A woman handles a pistol at the FN booth during SHOT Show 2024
A woman handles a pistol at the FN booth during SHOT Show 2024 / Stephen Gutowski

Maine Governor Allows Waiting Periods to Become Law, Vetoes Bump Stock Ban

The Governor’s action on a final suite of gun-control bills has left gun owners in the Pine Tree State with a mixed bag.

Maine Governor Janet Mills (D.) elected to allow LD 2238, which requires a 72-hour waiting period for all gun sales, to become law without her signature on Monday. However, Mills vetoed a separate measure aimed at banning bump stocks. That bill would have amended the state’s ban on machine guns to include any semi-automatic firearm that has been modified “to materially increase its rate of fire.”

Mills’ actions on the two bills provide clarity on the state’s political response to last October’s mass shooting in Lewiston—the deadliest in Maine’s history. They come on the heels of Mills’ signature on her own legislative package last week, which implemented background check requirements for advertised private gun sales and streamlined the process for police to initiate the state’s “yellow flag” confiscation law–a process police failed to use ahead of the attack.

Though the shooting energized gun-control advocates to push for far more aggressive gun-control measures, Mills’ reluctant approach to the final two gun bills highlights the lingering potency of gun-rights concerns in the rural New England state. Those concerns were evident in the Governor’s statements on imposing waiting periods for gun buyers. While she allowed the measure to become law, Mills admitted to being “deeply conflicted” about its constitutionality and potential burden on legal gun owners.

“In carefully considering all the arguments, I have decided to allow this bill to become law,” she said in a statement. “I do so, however, with some caveats and concerns and with the hope that it can be implemented to accomplish its intended goal of preventing suicide by firearm without overburdening our outdoor sports economy and the rights of responsible gun owners and dealers to engage in lawful and constitutionally protected activities.”

She directed the Commissioner of Public Safety and Attorney General to “monitor Constitutional challenges over waiting periods for firearm purchases now playing out in other jurisdictions” and to provide legal guidance to gun owners on how to navigate its requirements in exceptional circumstances, such as temporary transfers or cases in which a person needs a firearm for self-defense in an emergency.

Her decision to veto the bump stock bill resulted from the same concerns. Mills said she sympathized with the bill’s aim to crack down on guns equipped with bump stocks or similar devices. However, she argued its broad definitions risked criminalizing a variety of common semi-automatic firearms and impacting law-abiding gun owners.

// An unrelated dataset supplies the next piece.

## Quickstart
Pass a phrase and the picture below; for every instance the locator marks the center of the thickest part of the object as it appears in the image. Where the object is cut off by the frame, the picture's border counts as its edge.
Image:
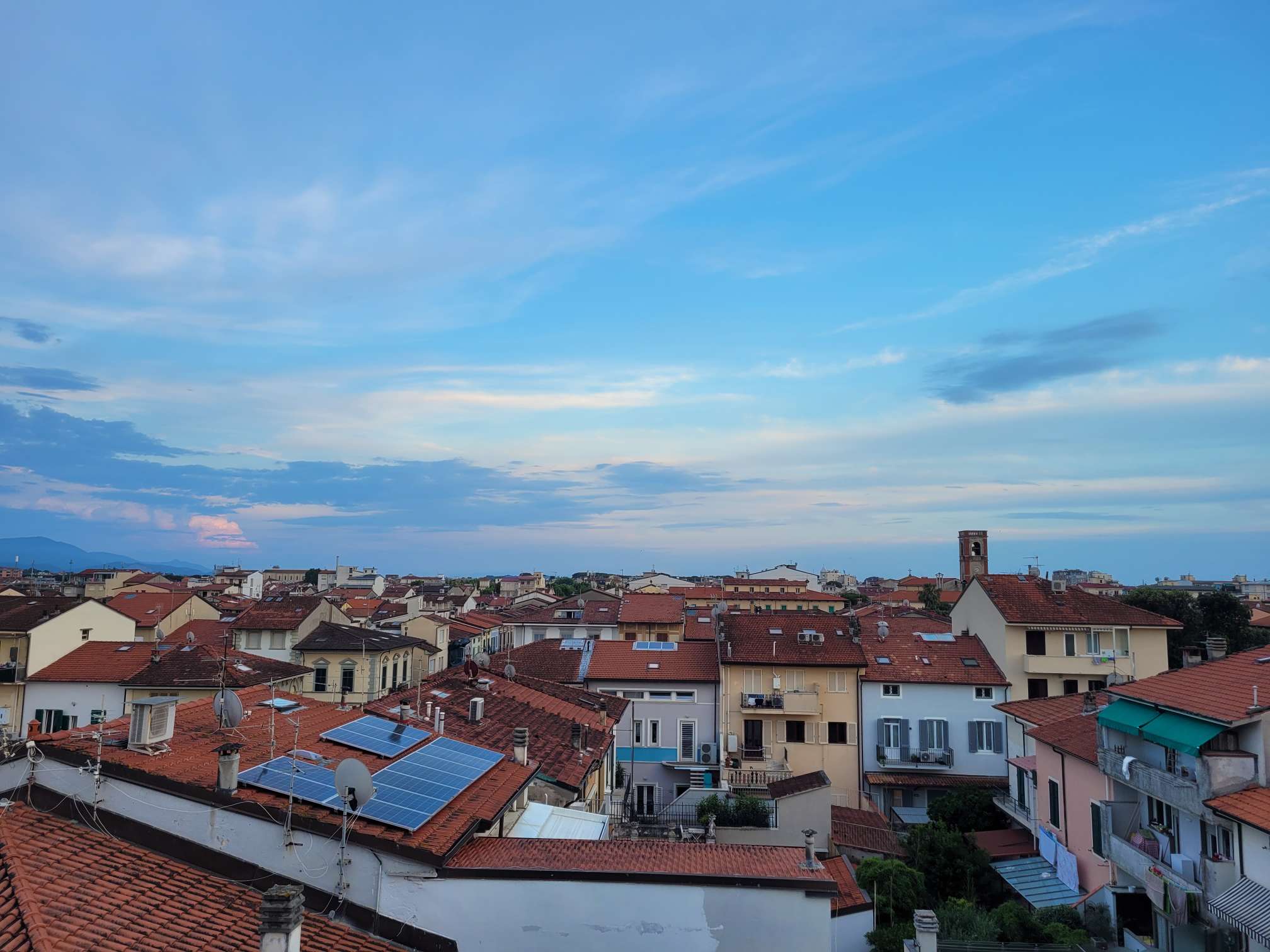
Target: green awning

“There are a variety of minor modifications that would meet this definition, such as adjusting the trigger weight or changing the buffer spring or bolt in order to increase speed,” she wrote in her veto statement. “These kinds of alterations are common among those using firearms for sporting purposes. The result is that this bill may unintentionally ban a significant number of weapons used for hunting or target shooting by responsible gun owners in Maine.”

Mills’ mixed approach to the two bills drew criticism from both sides of the gun debate. The gun-control group Giffords issued a statement “expressing disappointment” in the Governor over her veto.

“In the months that followed a mass shooting in Lewiston where 18 people were killed, Mainers across the state said enough was enough,” Emma Brown, the group’s Executive Director, said. “But Governor Janet Mills fell short by vetoing a ban on devices that turn semi-automatic rifles into machine guns. Machine guns have no place on the streets of Maine.”

Meanwhile, state gun-rights groups, including Sportsman’s Alliance of Maine and Gun Owners of Maine, announced they were planning to file a lawsuit against the waiting period mandate to prevent it from taking effect.

“The constitution both in the state of Maine and the United States has codified our inalienable right to bear arms,” Laura Whitcomb, president of Gun Owners of Maine, told the Portland Press Herald. “When you put somebody through the paces of having a background check, and they’ve been found to be a law-abiding citizen who is legally allowed to have a firearm, and then you give them an arbitrary waiting period that infringes on those constitutional rights. … We don’t do that with any of our other rights.”

Unless the activists win an early injunction to block it, the waiting period requirement will take effect 90 days after the legislature officially adjourns.